2

Let's say I have data of the lung capacity of smokers and non-smokers. So we have the variable "lungCap" with a numeric value, and the variable "smoking" with the values "yes" or "no". Now I want to see if the capacity of non-smokers is bigger than that of smokers:

t.test(lungCap~smoking, alt="greater")

Does the test now calculate if "yes" > "no" or "no" > "yes"? How is this determined? I could not find it in the help for the t.test command.

E_H
  • 131
  • 7
  • 4
    In the documentation: alternative = "greater" is the alternative that x has a larger mean than y. – phiver Apr 15 '18 at 08:59
  • 2
    @phiver - true, but the documentation does not directly specify how `t.test()` allocates values of the independent variable as `x` versus `y`, so it's not obvious which one will print in the left column of the output (the x side) versus the right column (the y side). – Len Greski Apr 15 '18 at 16:09

1 Answers1

3

When using a character-based independent variable, t.test() will compare based on the alphabetical order of the values in the independent variable.

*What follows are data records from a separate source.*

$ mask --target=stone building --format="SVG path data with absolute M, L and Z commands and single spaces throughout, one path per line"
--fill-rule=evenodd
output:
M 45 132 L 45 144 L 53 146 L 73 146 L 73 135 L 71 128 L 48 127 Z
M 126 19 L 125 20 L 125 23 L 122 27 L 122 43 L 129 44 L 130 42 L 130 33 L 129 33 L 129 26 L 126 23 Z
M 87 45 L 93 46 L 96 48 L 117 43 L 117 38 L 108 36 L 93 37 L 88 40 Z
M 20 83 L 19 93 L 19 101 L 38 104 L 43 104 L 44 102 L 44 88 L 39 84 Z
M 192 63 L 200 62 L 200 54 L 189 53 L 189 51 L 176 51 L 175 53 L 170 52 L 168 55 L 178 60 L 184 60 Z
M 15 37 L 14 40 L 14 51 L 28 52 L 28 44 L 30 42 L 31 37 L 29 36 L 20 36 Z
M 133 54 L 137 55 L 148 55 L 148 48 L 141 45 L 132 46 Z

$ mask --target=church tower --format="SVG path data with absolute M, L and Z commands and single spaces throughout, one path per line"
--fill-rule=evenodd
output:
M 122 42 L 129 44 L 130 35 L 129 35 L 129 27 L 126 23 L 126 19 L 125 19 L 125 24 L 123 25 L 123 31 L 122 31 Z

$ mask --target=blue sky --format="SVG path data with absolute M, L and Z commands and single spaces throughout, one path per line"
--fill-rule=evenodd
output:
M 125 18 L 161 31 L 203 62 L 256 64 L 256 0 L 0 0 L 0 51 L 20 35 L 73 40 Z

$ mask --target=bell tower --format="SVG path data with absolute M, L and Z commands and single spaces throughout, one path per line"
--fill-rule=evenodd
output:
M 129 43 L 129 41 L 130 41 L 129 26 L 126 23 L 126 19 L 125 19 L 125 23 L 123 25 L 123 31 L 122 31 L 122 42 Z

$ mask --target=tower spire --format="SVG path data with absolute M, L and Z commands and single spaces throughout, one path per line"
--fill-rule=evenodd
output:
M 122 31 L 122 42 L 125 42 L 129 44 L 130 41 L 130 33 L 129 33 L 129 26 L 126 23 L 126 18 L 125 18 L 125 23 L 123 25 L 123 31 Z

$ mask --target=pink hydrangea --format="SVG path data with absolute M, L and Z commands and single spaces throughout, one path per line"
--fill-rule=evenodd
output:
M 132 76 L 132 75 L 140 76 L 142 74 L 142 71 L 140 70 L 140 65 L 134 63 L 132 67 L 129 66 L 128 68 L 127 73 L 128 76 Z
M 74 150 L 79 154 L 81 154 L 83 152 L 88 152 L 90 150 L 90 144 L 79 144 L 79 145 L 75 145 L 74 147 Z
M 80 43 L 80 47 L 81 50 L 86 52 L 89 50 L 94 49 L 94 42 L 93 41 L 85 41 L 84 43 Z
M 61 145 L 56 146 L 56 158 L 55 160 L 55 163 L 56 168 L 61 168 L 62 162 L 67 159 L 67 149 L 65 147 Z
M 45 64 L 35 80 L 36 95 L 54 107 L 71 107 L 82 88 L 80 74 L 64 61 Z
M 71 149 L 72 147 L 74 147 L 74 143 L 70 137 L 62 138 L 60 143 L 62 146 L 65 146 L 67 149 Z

To illustrate, we'll compare miles per gallon in cars with manual vs. automatic transmissions using the 1973 Motor Trend cars data set.

We'll create a character variable to represent automatic vs. manual (to illustrate the scenario in the OP) and run a t test.

We'll test the following hypotheses:

  • H_null: mpg of manual transmission cars <= mpg of automatic transmission cars
  • H_alt: mpg of manual transmission cars is greater than mpg of automatic transmission cars.

To run the test, we'll load the data, create the extra column and execute t.test().

data(mtcars)
mtcars$trans <- ifelse(mtcars$am == 1,"manual","automatic")

t.test(mtcars$mpg ~ mtcars$trans,alt="greater")

...and the output:

> t.test(mtcars$mpg ~ mtcars$trans,alt="greater")

    Welch Two Sample t-test

data:  mtcars$mpg by mtcars$trans
t = -3.7671, df = 18.332, p-value = 0.9993
alternative hypothesis: true difference in means is greater than 0
95 percent confidence interval:
 -10.57662       Inf
sample estimates:
mean in group automatic    mean in group manual 
               17.14737                24.39231 

What we see here is that t.test() runs automatic > manual, and hence the p-value is 0.9993.

To correctly run the test we'll modify it to use the alt="less" argument.

> t.test(mtcars$mpg ~ mtcars$trans,alt="less")

    Welch Two Sample t-test

data:  mtcars$mpg by mtcars$trans
t = -3.7671, df = 18.332, p-value = 0.0006868
alternative hypothesis: true difference in means is less than 0
95 percent confidence interval:
      -Inf -3.913256
sample estimates:
mean in group automatic    mean in group manual 
               17.14737                24.39231 

>

Here we see the reported p-value as 0.0006, meaning that we reject the null hypothesis in favor of the alternate hypothesis that automatic transmission cars have lower average miles per gallon than manual transmission cars.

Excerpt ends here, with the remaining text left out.